In silenzio avvicinò le capsule alle labbra di Conrad e lo aiutò ad aprire, per poi fare in modo che le buttasse giù assieme a poca acqua; mentre lo faceva, pensò che anche questo fosse un'assurda contraddizione. Perché mai era in grado di deglutire l'acqua ma non il cibo?
Troppe cose in quella famiglia non andavano, più passava il tempo più si convinceva che Milena stesse manipolando astutamente la situazione per fare in modo che il nipote continuasse a dipendere da lei in tutto e per tutto. Forse c'era proprio questo alla base della quasi totale assenza mentale del ragazzo, oltre ovviamente alle sue condizioni di salute fisica.
Strinse le labbra in una smorfia, mentre collegata il sondino alla pompa per l'alimentazione forzata. Non appena tutto quanto sarebbe finito, una volta fuori da quella maledetta casa, avrebbe parlato con l'agenzia di tutti i fatti preoccupanti di cui era venuta a conoscenza e avrebbe fatto lo stesso anche con gli assistenti sociali, se lo avesse ritenuto necessario.
Lanciando un rassicurante sorriso al suo giovane assistito abbandonò la stanza e si concesse una breve sosta, mettendosi a sedere sul suo letto con le gambe incrociate. Controllò lo schermo del cellulare per verificare se vi fosse chiamate perse; lo aveva già fatto un'infinità di volte quella mattina, senza avere mai un riscontro positivo.

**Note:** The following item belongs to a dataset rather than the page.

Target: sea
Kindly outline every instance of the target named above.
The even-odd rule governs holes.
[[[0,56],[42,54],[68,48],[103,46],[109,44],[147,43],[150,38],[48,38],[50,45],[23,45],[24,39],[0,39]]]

Sospirò, selezionando un contatto in rubrica e avvicinando l'apparecchio alla guancia. Il centralino dell'agenzia continuava a suonare fino allo stacco della segreteria, pareva proprio che tutti quanti gli impiegati in ufficio si stessero categoricamente rifiutando di rispondere ai suoi continui tentativi di mettersi in contatto con loro.
-Vaffanculo- ghignò, portando le mani al volto. Si sentiva in trappola, e iniziava a domandarsi quando sarebbe riuscita a tornare a casa e lasciarsi alle spalle quella terribile esperienza.